VBM is currently widely used in psychiatric research. Our group has used it to study schizophrenia (52) and BD (53). A small study on 11 patients with poor-outcome bipolar illness (58) reported reduced grey-matter density mainly in frontolimbic areas, particularly in the cingulate gyrus, and in the right temporal lobe. In our study (53), we found lower white-matter density bilaterally in frontal areas in 39 BD patients compared with healthy controls (Fig. 2).

Figure 2.

Areas of significantly lower white-matter density in bilateral frontal white matter in bipolar patients compared with healthy controls projected on contiguous 2-mm-thick axial T1-weighted averaged images. The numbers at the left bottom corner of each section represent the z MNI coordinate (from ref. 53, with permission.)

DISCUSSION

The pathophysiogenesis of the brain abnormalities in BD is still unclear, with a number of putative mechanisms. A possibility is glutamatergic neurotoxicity related to hypothalamic–pituitary–adrenal axis dysregulation, which has the hippocampus as a primary target (59). It is plausible that such progressive damage might happen on a substrate of neurodevelopmental, genetically driven, abnormalities. The glial dysfunction could lead to neuronal injury through deficit of neurotrophic factors (60), and synaptic alterations may be relevant for plasticity-related changes (61).

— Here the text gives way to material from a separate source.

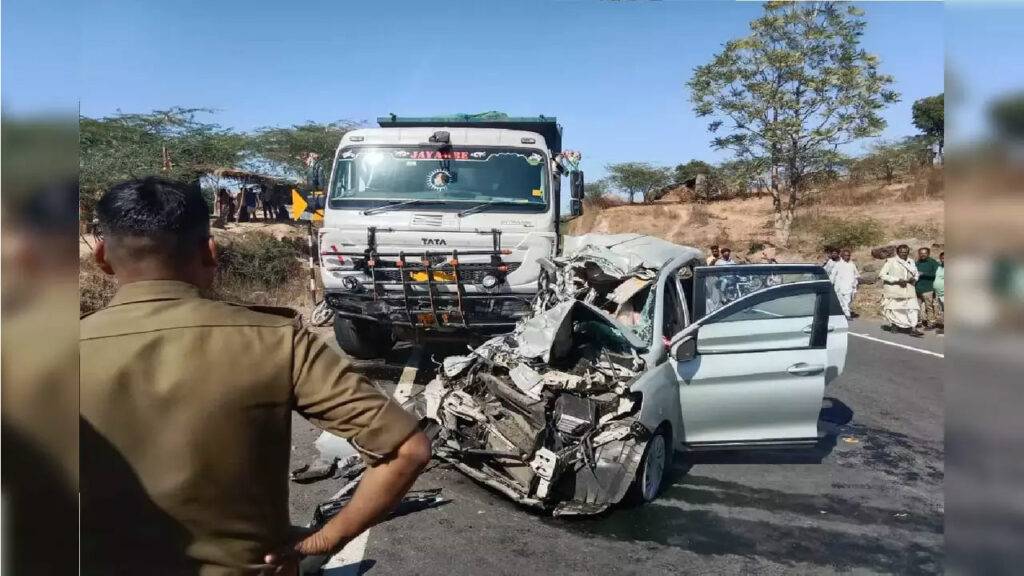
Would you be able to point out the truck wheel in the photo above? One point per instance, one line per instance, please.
(363, 339)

The possible role of medications certainly needs mentioning. Most BD patients are receiving long-term treatment with mood stabilisers, and some of them are likely to be exposed at some point to neuroleptics and antidepressant medications. So far, the available in vitro and in vivo evidence suggests a neuroprotective and neurotrophic role of lithium on the brain. For example, increases in grey-matter volume and in the neuronal marker N-acetylaspartate have been described in BD patients rescanned after 4 weeks of lithium treatment (62,63). Experimental evidence suggests that antidepressants may promote axonal regeneration and neurogenesis and prevent loss of dendritic spines (64). The antimanic and mood-stabilising effect demonstrated in an increasing number of antiepileptic medications [i.e., sodium valproate (VPA), carbamazepine (CBZ), lamotrigine (LTG)] has triggered interesting speculations on possible common pathophysiogenetic mechanisms between BD and epilepsy (65), that warrant further exploration.